La réponse est à chercher dans l’unité de la personne. Corps et âme ; pensée, paroles et actions… on ne peut « dépouiller sa qualité de catholique, en entrant à l’université ou dans un groupement professionnel, à l’académie ou au parlement, comme on laisse un pardessus au vestiaire » (saint Josémaria, Chemin, 353).

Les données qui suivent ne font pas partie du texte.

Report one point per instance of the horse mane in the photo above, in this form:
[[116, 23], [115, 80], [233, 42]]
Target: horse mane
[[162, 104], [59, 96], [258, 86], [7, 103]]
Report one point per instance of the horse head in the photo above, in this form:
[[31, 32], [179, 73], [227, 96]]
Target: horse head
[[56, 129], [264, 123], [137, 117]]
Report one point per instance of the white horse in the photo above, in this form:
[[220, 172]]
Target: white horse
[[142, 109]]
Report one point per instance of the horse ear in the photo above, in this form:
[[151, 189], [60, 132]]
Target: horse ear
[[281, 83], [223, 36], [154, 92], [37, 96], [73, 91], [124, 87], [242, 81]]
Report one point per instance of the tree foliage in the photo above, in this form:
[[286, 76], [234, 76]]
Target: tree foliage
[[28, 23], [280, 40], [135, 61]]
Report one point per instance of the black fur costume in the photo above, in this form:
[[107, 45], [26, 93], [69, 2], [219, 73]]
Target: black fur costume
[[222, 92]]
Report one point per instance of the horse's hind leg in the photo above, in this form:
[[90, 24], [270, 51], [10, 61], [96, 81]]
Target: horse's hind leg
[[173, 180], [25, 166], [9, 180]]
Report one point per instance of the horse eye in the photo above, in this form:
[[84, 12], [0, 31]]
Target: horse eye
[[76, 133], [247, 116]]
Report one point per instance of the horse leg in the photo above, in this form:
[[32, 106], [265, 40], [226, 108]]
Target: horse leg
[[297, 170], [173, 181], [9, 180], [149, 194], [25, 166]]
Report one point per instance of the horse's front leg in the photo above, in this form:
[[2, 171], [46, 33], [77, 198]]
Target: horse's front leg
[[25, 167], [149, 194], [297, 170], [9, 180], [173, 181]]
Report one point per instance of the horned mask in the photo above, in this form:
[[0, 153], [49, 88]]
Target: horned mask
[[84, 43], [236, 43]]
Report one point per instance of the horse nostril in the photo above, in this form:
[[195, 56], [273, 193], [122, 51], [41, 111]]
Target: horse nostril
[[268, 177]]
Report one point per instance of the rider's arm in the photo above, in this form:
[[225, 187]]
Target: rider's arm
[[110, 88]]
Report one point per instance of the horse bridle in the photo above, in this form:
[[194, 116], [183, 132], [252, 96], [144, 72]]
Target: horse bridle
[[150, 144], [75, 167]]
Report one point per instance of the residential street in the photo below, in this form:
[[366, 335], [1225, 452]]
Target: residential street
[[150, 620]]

C’est une question de logique et de cohérence. Il serait malsain de proclamer des principes pour les autres, sans chercher, à tout le moins, à les vivre pour soi-même. C’est le péché pharisaïque : « Ils lient de pesants fardeaux et en chargent les épaules des gens ; mais eux-mêmes ne veulent pas les remuer du doigt » (Mt 23, 4). La condamnation des pharisiens ne concerne pas une population particulière, mais une manière d’être qui menace, finalement, en permanence les chrétiens. Les paroles de l’Évangile sont avant tout écrites « pour nous ».

Revêtir le Christ

« Cœur, instinct, principes », écrivit énigmatiquement Pascal (Pensées, Br. 281). Il semble qu’il ait voulu exprimer ainsi l’ordre naturel de la sensibilité humaine : ce qui touche le cœur imprègne ensuite l’instinct, puis se spiritualise dans les principes. Il faut donc en passer par le cœur. On peut le redouter, car il est le siège de cet émotionnel tant sollicité par notre civilisation mercantile. Mais le cœur est aussi un moteur, d’une puissance et d’une solidité éprouvée ; un moteur nécessaire à cette recherche ardue de la sainteté.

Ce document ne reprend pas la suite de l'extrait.